I question the assumption that most people are doing what they want to do. In fact, many employed people would rather be spending their time doing something else (surfing the Web, talking/messaging w friends, reading, writing, shopping, whatever - it varies with people). Instead, people offer their time in trade to their employer in exchange for pay/benefits that are essential for modern life. One challenge for many employers is to keep such employees from surfing/ chatting, phoning friends, etc. on company time.
Even if you're motivated, many higher-paying white-collar/ office jobs require more time-management skill (from an employee) than many lower-paying jobs (night watchman, ditch-digger, etc.) THe jobes I'm referring to involve many very different types of tasks - often, more than you can actually do in the time you have - and it can be hard to keep track of all of them. It can also be hard to prioritize - which do you HAVE to do in the next hour, which do you have to do by next week, which are path-dependent, etc? Also, you are often interrupted while working on one task - a phone call, an email, a meeting, etc. - and getting one's attention back to task 1 and completing it is correspondingly harder. The task ends up taking more time than if you could have just stuck to it until completion. But making sure it reaches completion is harder.
Also, measuring the marginal utility of "Getting Things Done" through the book price is dubious. I'd guess that David Allen makes most of his income through corporate seminars and coaching. The book is ancillary to his main business, to which it's a marketing tool and supplenent. Still I'd like his royalty stream.
If I were Allen I'd be worried about Google's ever-expanding free features (Google Calendar and Tasks, e.g.). Not as much as Microsoft shd worry, but still. But Allen will be fine. These tools are wildly popular because the brain needs them to cope with modern worklife. And employers need workers to be as productive as possible with their, er... time.

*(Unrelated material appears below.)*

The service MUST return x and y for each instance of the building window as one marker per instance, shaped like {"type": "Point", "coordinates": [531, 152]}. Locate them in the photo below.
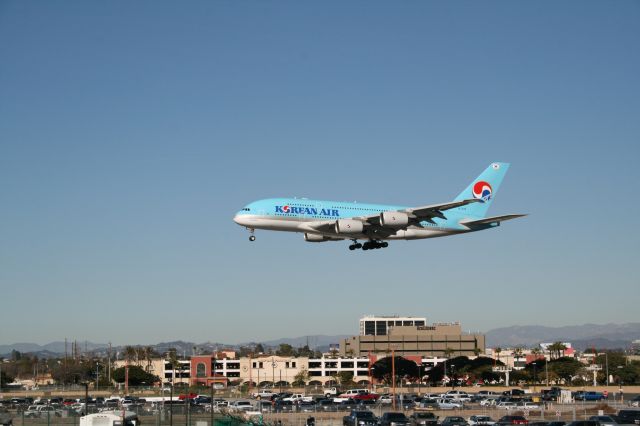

Posted by: beedy at Dec 10, 2008 10:10:20 PM

as Mankiw's Principles has taught me, the price of *getting things done* is the value to the marginal buyer - not the "marginal value". ie the marginal value of the book to each buyer is his/her WTP, which for many is likely much more than the price

Posted by: rd at Dec 11, 2008 12:29:27 AM

Why would an economist deny the benefit of budget analysis when the resource is time? Would the same assumption about the nature of choice make cost-benefit analysis of economic practice equally superfluous? All people (companies, governments) are equally good at resource management?

Posted by: Sid Knight at Dec 11, 2008 10:48:22 AM

Permit this contribution from an amateur lexicographer, if you please--

Multi-tasking: the ability to do several things poorly at one time while diminishing the ability to do a single thing well.